Sum it up, you need to buy the following if you want to base your IG around the infantry Platoon.

3x Any of the Company Command Squad, 4x Any of the Infantry squads


----------



## Hattoria (Dec 14, 2009)

Got it! Thank you very much and sorry for being a n00b on this subject XD

And thank you everyone for the responses! I'll order the codex next week with a battleforce and work from there.


----------



## VX485 (Feb 17, 2011)

dw the guard infantry platoon is one of the most confusing troop choices for new players


----------



## the-ad-man (Jan 22, 2010)

VX485 said:


> dw the guard infantry platoon is one of the most confusing troop choices for new players


here here! the most absolute truth ever spoken haha

tho once you have the codex and have read it a couple of times, it all makes sense. its also a very good system, it allows alot of freedom and customisation of your army 


the battleforce is a brilliant buy for a new guard player (i think ive bought 4 now  )


----------



## Hattoria (Dec 14, 2009)

I'm quickly learning that XD But hopefully won't be a noob at this for long!

I'll be ordering the codex and the battleforce hopefully next week!

Side note: I haven't painted any human flesh aside the SM captain and that came out looking like he was from the Simpsons, so any advice which color(s) I should get for painting flesh?


----------



## VX485 (Feb 17, 2011)

Well i like using tallarn flesh foundation paint. it comes up nice and then its as easy as painting another skin tone on top of that helps it come up well.

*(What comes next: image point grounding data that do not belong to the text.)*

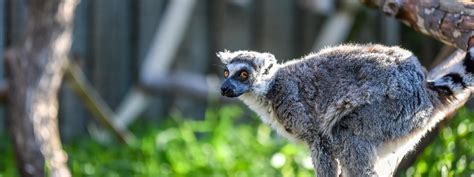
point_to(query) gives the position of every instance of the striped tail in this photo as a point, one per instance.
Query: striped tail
(458, 81)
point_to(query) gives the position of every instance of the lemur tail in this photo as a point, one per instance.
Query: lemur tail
(459, 81)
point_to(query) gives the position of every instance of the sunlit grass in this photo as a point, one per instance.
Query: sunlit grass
(229, 143)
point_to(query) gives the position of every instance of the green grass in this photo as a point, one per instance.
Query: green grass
(226, 143)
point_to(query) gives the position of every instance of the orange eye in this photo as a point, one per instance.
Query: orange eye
(244, 75)
(226, 73)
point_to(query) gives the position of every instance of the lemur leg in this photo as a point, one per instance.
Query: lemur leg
(325, 164)
(358, 157)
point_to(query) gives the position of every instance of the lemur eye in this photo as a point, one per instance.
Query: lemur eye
(226, 73)
(244, 75)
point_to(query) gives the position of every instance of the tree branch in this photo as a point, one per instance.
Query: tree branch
(451, 22)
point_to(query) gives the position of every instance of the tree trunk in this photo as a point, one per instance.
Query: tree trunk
(35, 70)
(448, 21)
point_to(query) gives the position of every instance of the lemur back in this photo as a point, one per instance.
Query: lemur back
(360, 108)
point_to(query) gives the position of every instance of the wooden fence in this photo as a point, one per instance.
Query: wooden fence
(112, 37)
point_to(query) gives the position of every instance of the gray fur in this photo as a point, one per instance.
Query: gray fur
(358, 107)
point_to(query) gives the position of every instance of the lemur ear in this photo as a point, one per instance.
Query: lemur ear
(265, 59)
(225, 56)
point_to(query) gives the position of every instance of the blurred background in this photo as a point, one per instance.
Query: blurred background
(153, 64)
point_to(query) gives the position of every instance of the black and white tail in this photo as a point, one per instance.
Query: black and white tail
(458, 81)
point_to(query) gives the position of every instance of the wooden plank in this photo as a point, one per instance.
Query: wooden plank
(112, 44)
(73, 117)
(194, 57)
(159, 58)
(150, 14)
(94, 102)
(237, 25)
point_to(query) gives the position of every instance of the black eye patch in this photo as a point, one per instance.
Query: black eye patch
(245, 61)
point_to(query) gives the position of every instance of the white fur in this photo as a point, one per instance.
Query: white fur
(265, 111)
(391, 153)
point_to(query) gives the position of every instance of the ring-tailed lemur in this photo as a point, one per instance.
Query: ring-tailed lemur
(360, 108)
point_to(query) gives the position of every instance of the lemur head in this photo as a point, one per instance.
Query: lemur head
(246, 71)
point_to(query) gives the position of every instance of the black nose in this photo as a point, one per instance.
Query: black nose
(227, 91)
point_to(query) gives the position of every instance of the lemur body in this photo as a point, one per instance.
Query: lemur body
(360, 108)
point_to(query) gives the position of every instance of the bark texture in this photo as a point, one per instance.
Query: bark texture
(35, 70)
(450, 21)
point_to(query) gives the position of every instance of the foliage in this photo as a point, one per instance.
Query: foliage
(452, 152)
(225, 143)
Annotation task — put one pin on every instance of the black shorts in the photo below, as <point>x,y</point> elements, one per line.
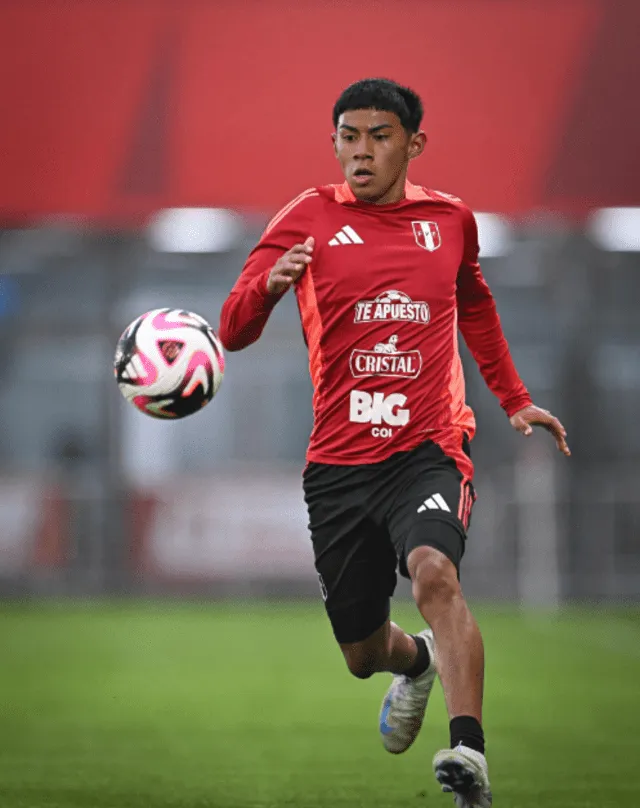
<point>365,520</point>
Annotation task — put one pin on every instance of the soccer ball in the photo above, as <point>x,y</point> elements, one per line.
<point>169,363</point>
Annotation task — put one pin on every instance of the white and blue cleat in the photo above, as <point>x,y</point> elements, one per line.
<point>463,772</point>
<point>405,704</point>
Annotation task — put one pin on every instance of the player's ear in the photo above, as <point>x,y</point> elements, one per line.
<point>417,144</point>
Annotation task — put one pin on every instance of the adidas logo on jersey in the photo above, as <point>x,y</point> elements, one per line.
<point>347,235</point>
<point>434,503</point>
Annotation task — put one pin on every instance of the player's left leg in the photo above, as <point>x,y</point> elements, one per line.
<point>428,525</point>
<point>462,769</point>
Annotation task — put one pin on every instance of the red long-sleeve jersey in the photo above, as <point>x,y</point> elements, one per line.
<point>380,305</point>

Also depending on what colour scheme your army is, a citadel wash will make them look much better, especially skin areas


----------



## Fire Tempered (Dec 16, 2010)

Two flesh colours and Ogryn flesh wash should be enough for a start. You can take tallarn and elf flesh for example. Paint first with darker one, wash it, then highlight.


----------



## coke123 (Sep 4, 2010)

Ridiculously fast skin tone which gives a pretty good finish- deneb stone with and ogryn flesh wash. Takes no time flat, and for the effort you put in, it's actually a really awesome finish. It's how I did the flesh in my space marine army. If I were to ever play Guard, painting large amounts of infantry, this is most certainly the way I'd do it. The great thing is, it pretty self highlights, and deneb stone will pick up the colour of any wash you apply over it.


----------